Skip to main content
Version: sdf-beta2

Split Filter Map Operator

The Split Filter is an operator used to selectively filter out what entries enter what sinks. The Split Filter is useful when wanting to sort entries into multiple sinks. For this example, we will refer to the example for the filter operator. We will map strings from the topic sentences to sink topics question and not-question. The following visual shows how the service interacts with a single source to two sinks.

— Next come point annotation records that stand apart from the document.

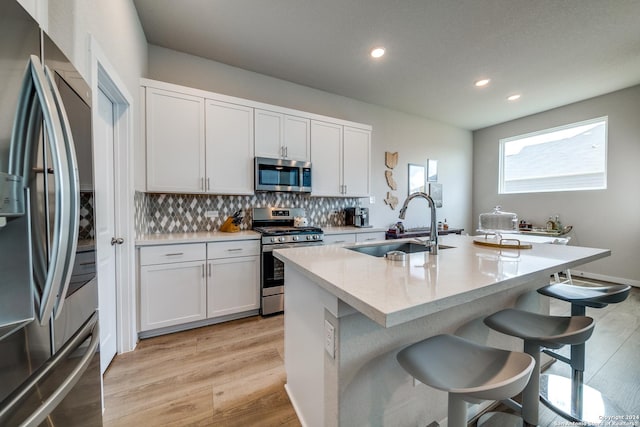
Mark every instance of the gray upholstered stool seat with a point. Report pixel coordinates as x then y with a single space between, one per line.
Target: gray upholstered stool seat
587 296
571 398
538 330
466 370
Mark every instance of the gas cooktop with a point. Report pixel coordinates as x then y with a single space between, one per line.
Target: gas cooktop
281 230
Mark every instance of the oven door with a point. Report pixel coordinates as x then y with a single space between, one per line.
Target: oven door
272 277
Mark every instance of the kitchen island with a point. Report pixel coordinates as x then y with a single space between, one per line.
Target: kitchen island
347 314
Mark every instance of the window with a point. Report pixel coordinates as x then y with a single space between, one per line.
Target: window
566 158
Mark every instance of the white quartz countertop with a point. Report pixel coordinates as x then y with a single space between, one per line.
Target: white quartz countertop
348 229
392 292
199 237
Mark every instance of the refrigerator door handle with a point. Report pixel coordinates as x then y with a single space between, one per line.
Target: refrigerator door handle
72 227
89 329
36 90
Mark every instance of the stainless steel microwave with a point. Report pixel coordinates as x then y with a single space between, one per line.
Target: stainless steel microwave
282 175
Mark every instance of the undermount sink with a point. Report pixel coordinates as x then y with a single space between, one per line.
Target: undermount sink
379 250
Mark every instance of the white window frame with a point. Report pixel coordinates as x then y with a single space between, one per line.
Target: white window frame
503 142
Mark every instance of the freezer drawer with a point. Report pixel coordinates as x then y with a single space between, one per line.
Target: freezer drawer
65 389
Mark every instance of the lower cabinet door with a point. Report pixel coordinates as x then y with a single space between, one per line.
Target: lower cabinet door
234 286
171 294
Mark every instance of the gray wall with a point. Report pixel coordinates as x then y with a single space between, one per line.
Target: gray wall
605 218
414 138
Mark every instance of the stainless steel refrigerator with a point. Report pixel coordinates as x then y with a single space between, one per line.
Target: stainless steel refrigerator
49 337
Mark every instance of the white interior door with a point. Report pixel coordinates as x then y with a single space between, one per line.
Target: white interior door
105 228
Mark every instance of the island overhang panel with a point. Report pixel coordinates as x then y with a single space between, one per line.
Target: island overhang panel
377 307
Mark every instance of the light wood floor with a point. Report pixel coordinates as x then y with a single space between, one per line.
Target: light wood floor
232 374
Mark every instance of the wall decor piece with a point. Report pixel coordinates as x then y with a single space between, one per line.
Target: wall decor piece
432 170
391 200
416 178
390 181
435 191
391 159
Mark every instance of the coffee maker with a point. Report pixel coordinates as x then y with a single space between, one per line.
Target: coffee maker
358 217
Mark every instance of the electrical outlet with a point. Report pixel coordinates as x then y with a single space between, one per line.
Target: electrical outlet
330 339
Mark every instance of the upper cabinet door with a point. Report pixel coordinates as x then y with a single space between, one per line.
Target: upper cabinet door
356 162
175 142
326 159
268 134
282 136
229 152
297 138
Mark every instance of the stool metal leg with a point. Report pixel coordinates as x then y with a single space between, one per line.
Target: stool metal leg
571 398
456 412
531 393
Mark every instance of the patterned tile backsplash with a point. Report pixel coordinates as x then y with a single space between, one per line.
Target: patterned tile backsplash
86 228
178 213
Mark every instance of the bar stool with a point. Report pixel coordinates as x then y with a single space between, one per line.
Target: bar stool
571 398
466 371
538 330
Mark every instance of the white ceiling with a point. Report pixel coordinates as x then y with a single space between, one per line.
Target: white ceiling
553 52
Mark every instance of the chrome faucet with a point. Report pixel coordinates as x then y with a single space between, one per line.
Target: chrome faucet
432 244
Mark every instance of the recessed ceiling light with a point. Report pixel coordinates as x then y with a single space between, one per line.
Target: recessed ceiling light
377 52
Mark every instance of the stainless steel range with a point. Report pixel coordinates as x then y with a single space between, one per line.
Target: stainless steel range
278 231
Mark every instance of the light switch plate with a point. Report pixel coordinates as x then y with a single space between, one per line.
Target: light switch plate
330 339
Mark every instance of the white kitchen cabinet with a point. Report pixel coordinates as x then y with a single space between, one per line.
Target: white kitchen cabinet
229 148
332 239
282 136
373 236
173 288
233 285
175 141
356 162
341 158
326 159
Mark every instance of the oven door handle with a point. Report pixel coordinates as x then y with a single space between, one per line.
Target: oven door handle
270 248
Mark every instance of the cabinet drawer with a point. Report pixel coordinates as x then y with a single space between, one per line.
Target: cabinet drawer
172 253
233 249
339 238
370 237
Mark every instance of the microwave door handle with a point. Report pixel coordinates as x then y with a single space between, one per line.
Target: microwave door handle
39 91
72 201
89 329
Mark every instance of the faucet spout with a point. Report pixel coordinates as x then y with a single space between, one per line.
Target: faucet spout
433 230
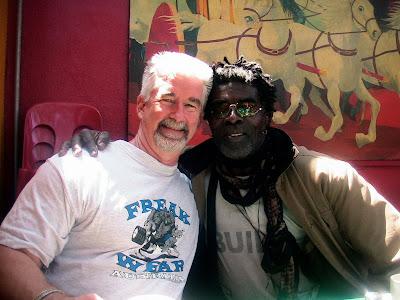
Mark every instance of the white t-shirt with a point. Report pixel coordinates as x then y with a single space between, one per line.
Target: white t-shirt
120 225
239 234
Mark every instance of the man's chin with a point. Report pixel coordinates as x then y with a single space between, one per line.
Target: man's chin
237 151
170 145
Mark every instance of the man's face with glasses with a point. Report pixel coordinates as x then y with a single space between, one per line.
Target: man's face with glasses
236 119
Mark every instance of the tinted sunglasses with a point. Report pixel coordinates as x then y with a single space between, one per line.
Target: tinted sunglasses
245 108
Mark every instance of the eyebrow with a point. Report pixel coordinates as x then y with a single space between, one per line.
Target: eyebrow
191 99
195 100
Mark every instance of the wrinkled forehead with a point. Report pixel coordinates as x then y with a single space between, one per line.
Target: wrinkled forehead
180 84
233 92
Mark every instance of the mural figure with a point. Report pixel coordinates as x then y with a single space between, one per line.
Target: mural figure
328 53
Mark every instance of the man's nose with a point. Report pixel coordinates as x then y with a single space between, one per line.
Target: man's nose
233 117
178 112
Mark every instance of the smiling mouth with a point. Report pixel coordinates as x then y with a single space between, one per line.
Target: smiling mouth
236 135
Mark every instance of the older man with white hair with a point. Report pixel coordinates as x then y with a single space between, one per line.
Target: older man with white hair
124 224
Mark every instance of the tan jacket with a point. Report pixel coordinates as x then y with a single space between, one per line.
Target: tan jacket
346 219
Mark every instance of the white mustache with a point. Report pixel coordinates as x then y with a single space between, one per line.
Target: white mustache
169 123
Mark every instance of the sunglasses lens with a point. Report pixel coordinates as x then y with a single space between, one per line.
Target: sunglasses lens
220 110
246 109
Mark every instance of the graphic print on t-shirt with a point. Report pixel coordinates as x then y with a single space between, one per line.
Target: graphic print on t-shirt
155 249
158 236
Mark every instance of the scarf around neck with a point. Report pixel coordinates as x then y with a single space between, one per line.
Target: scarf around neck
279 244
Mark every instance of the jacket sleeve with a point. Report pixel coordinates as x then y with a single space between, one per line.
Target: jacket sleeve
367 221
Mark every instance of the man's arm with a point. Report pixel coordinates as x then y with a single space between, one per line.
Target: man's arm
91 140
21 277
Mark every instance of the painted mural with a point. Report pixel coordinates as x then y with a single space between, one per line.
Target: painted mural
336 64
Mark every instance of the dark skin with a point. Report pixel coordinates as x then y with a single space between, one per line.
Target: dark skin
235 136
91 140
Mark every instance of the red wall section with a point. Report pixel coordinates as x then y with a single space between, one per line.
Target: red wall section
77 51
384 175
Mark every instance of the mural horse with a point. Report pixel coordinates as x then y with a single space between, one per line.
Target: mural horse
264 37
334 55
381 58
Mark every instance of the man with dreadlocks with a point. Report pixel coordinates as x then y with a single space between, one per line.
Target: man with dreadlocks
282 222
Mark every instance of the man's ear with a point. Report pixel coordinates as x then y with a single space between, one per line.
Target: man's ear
140 106
200 119
268 118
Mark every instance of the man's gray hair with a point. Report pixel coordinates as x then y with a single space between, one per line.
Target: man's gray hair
169 64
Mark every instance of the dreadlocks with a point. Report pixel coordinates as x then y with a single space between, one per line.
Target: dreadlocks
249 72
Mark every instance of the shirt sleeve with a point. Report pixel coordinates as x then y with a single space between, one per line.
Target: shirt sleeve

Visual of defined dataflow

Prerequisites

This guide uses local Fluvio cluster. If you need to install it, please follow the instructions at here.

Transformation

The general syntax follows from the filter operator's transform but is instead embedded with the sinks.

sinks:
  - type: topic
    id: (...)
    transforms:
      - operator: filter
        run: |
          (... filter function ...)
    (... more topics ...)

In our case, the function takes a string as input, but will always return a boolean value. If the input string contains a question mark, the operator will return true. Otherwise, it will return false.

sinks:
  - type: topic
    id: question
    transforms:
      - operator: filter
        run: |
          fn filter_question(sentence: String) -> Result<bool>{
            Ok(sentence.contains("?"))
          }
  - type: topic
    id: not-question
    transforms:
      - operator: filter
        run: |
          fn filter_not_question(sentence: String) -> Result<bool>{
            Ok(!sentence.contains("?"))
          }

Running the Example

Copy and paste following config and save it as dataflow.yaml.

# dataflow.yaml
apiVersion: 0.5.0
meta:
  name: split-filter-example
  version: 0.1.0
  namespace: examples

config:
  converter: raw

topics:
  sentences:
    schema:
      value:
        type: string
  question:
    schema:
      value:
        type: string
  not-question:
    schema:
      value:
        type: string


services:
  filter-service:
    sources:
      - type: topic
        id: sentences
    sinks:
      - type: topic
        id: question
        transforms:
          - operator: filter
            run: |
              fn filter_question(sentence: String) -> Result<bool>{
                Ok(sentence.contains("?"))
              }
      - type: topic
        id: not-question
        transforms:
          - operator: filter
            run: |
              fn filter_not_question(sentence: String) -> Result<bool>{
                Ok(!sentence.contains("?"))
              }

To run example:

$ sdf run

Produce sentences to in sentence topic:

$ echo "Hello world" | fluvio produce sentences
$ echo "Are you there?" | fluvio produce sentences

Consume topic question to retrieve the result in another terminal:

$ fluvio consume question -Bd
Are you there?

Consume the other topic not-question

$ fluvio consume not-question -Bd
Hello world

Instead of one topic with only questions, we see that both topics are sent to sinks.

Cleanup

Exit sdf terminal and clean-up. The --force flag removes the topics:

$ sdf clean --force

Conclusion

In this example, we covered how to use split traffic with the filter operator. While quite similar to the filter transform, using it as a split operator may allow for easier code.